Military intervention is now a key feature of the UK’s foreign policy decision making process, as demonstrated by the recent decision by the United Nations Security Council (UNSC) to pass a resolution authorizing a no-fly zone across Libya.
This decision raises serious questions about whether or not the defence cuts, as detailed in the Strategic Defence and Security Review (SDSR) last autumn, are justified.
These questions were raised in an open letter (published in the _Independent on Sunday_ earlier this month) signed by 50 senior military figures, politicians and academics calling for the SDSR to be reopened in light of recent developments in North Africa and the Middle East. The letter voices concerns that the review “seems to be have been driven by financial rather than military considerations”.
Harold Wilson famously remarked that “a week was a long time in politics”. The security landscape has changed radically since the SDSR mapped out a grand plan of ‘Securing Britain in an Age of Uncertainty’ five months ago.
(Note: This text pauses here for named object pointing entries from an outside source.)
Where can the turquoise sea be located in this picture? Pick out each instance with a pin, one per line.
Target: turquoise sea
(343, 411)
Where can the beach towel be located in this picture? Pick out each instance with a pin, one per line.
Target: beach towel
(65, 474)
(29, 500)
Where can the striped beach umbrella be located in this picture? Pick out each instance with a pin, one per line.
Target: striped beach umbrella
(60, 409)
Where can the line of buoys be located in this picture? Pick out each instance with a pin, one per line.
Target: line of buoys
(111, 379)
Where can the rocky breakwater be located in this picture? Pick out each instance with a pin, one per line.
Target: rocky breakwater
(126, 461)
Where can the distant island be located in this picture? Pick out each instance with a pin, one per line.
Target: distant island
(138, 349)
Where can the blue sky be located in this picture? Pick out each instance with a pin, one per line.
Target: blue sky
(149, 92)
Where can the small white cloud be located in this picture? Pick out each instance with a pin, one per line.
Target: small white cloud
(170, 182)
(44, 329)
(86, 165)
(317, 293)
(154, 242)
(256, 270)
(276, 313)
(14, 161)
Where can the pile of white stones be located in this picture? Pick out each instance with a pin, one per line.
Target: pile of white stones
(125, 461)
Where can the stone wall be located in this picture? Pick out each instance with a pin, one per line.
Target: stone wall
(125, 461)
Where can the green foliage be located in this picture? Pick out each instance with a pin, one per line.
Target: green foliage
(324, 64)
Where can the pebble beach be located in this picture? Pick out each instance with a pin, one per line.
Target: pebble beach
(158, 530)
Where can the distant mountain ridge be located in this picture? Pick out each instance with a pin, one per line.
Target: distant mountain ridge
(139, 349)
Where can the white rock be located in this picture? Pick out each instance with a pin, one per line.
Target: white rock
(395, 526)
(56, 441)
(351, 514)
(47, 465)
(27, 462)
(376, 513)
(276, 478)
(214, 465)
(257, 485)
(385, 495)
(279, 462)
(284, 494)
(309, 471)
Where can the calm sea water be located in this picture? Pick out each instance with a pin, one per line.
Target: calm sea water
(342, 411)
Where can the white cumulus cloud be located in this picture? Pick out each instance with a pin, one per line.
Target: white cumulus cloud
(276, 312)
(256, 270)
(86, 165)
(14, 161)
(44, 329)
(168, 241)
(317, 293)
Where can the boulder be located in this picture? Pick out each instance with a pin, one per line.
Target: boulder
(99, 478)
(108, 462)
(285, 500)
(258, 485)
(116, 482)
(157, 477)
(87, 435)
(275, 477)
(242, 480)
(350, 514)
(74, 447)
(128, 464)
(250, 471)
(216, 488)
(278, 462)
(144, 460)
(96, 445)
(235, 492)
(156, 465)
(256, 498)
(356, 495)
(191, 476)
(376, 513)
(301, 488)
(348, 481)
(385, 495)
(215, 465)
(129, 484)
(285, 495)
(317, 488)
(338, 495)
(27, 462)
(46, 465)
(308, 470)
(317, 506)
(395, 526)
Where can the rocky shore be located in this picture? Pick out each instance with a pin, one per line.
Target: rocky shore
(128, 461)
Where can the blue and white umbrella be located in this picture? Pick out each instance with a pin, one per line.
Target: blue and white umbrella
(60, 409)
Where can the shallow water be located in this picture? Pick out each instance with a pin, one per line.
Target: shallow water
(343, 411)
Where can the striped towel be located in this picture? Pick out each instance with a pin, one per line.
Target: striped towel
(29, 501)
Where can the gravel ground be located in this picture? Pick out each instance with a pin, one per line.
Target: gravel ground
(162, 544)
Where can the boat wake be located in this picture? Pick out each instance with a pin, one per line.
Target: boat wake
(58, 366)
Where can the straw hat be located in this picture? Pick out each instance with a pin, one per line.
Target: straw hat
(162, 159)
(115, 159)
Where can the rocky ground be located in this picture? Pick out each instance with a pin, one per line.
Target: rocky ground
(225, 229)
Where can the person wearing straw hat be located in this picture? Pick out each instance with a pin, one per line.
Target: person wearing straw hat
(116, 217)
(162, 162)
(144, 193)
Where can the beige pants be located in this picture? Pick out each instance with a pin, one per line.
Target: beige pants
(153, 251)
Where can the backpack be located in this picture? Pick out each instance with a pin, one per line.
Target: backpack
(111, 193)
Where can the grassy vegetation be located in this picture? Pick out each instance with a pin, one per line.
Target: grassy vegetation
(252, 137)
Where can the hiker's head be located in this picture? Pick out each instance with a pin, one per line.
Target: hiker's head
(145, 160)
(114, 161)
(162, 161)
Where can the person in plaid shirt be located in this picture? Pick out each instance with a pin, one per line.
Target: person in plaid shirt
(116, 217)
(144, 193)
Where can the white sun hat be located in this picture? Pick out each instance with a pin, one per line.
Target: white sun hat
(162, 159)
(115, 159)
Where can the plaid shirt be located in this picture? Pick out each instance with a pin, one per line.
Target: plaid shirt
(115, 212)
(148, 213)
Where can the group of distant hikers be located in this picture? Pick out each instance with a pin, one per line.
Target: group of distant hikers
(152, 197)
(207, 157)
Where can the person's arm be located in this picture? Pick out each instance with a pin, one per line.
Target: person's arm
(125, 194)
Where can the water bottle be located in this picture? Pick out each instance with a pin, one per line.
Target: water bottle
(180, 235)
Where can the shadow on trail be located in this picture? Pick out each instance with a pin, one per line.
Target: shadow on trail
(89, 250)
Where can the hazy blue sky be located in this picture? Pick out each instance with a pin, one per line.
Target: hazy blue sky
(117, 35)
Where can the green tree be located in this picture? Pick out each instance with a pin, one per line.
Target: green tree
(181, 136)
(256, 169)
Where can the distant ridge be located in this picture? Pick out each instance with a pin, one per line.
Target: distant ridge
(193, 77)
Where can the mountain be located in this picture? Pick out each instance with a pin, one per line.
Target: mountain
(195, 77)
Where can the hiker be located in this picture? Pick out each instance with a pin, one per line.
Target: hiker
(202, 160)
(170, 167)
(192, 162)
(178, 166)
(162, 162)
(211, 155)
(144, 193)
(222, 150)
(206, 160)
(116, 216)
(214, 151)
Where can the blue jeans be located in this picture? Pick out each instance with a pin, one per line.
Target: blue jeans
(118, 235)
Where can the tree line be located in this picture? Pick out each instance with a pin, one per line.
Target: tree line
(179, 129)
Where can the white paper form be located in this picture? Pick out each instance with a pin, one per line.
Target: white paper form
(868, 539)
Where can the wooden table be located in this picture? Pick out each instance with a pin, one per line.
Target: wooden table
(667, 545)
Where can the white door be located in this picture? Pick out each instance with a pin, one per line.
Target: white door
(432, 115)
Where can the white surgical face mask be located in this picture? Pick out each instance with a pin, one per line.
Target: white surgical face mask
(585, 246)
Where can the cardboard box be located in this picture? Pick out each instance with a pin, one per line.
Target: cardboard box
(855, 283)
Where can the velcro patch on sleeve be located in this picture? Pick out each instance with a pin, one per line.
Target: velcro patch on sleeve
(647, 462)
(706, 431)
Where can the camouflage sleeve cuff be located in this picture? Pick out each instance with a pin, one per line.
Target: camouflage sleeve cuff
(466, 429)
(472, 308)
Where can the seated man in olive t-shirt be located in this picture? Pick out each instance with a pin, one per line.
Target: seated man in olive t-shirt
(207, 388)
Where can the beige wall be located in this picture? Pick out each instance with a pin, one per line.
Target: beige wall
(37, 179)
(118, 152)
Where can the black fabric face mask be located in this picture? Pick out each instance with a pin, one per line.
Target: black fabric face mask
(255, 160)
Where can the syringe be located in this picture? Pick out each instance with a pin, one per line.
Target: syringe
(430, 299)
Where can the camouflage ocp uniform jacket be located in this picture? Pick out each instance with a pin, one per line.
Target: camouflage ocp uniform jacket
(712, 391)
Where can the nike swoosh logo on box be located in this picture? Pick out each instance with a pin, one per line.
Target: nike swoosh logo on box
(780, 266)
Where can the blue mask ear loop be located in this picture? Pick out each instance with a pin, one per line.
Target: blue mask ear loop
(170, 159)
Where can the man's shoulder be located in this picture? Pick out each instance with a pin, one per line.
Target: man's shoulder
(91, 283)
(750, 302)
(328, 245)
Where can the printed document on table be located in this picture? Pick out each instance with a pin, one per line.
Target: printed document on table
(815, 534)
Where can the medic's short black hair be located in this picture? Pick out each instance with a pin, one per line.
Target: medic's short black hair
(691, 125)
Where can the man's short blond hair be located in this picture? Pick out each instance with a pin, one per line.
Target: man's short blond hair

In this ‘Age of Uncertainty’ few could have foreseen the revolution sparked by a fruit seller in Tunisia that would sweep throughout the Arab world.
There is an ideological choice to be made: the UK could take a back seat and sacrifice its role as a global leader following the fatally flawed (and illegal in Iraq’s case) interventionist policies over the past decade, or it could continue to take a more active role in foreign policy in the face of emerging humanitarian crises. Following David Cameron’s decisive push for intervention in Libya, it seems that the coalition – for the time being – has favoured the latter path, which appears increasingly at odds with the defence cuts.
Alongside the deep cuts in military equipment (the HMS Ark Royal and Harrier jets have controversially been scrapped) the main concern is that of military overstretch given that the UK already has 10,000 troops fighting in Afghanistan.
Michael Clarke, director of the Royal United Services Institute think-tank, has warned that in light of our ongoing commitment in Afghanistan, “The key issue is the enablers – the AWACs aircraft, refuelling aircraft, intelligence assets and Special Forces units acting as potential forward air controllers.
“These are the assets that are in short supply and any long-term commitment would have an impact on the availability of these in two theatres of operations simultaneously”.
Speaking to the BBC ahead of the UNSC’s decision, senior Conservative politician David Davis voiced his concerns about the SDSR saying that “it was time to go back and look at it again”.
This might be easier said than done given that Labour left a severe budget deficit of £36 billion in the MoD budget. Whilst this deficit must be dealt with, it is absolutely imperative that the government does not limit our military capabilities. It is immoral to send our soldiers off to fight wars without the resources they might need. One issue that both the previous and current government have failed to tackle seriously enough, and where huge savings could be made, is that of Trident.
Throughout the past few weeks, the world’s attention has been fixed upon Japan’s unfolding humanitarian disaster following the country’s devastating earthquake and tsunami and resulting nuclear fallout. The only country in the world to have experienced the sheer horror of nuclear weapons is unsurprisingly a vehement campaigner for nuclear disarmament; a lesson from which UK governments will hopefully start to listen to one day.
Whether one takes a pro or anti-nuclear weapon stance, it appears difficult to reconcile the costs of an outdated nuclear arsenal, at an estimated £100 billion over the next 20 years when put against the £36 billion shortfall in the defence budget. Described as “virtually irrelevant” two years ago by three retired military generals in a letter to _The Times_, it seems wasteful to pump so much of the taxpayers’ money into weapons of mass destruction that we would never even use in the first place.
The events in Libya and the wider Arab world have reignited the thorny issue of humanitarian military intervention in an age where our defence capabilities are being stretched to their limits. It is evident in the 21st century age of Kofi Annan’s ‘responsibility to protect’ that the UK government must consider revising the SDSR sooner rather than later. If we fail to live up to this responsibility, we continue to allow the blood of Rwanda, Darfur and countless other atrocities to stain our collective human conscience.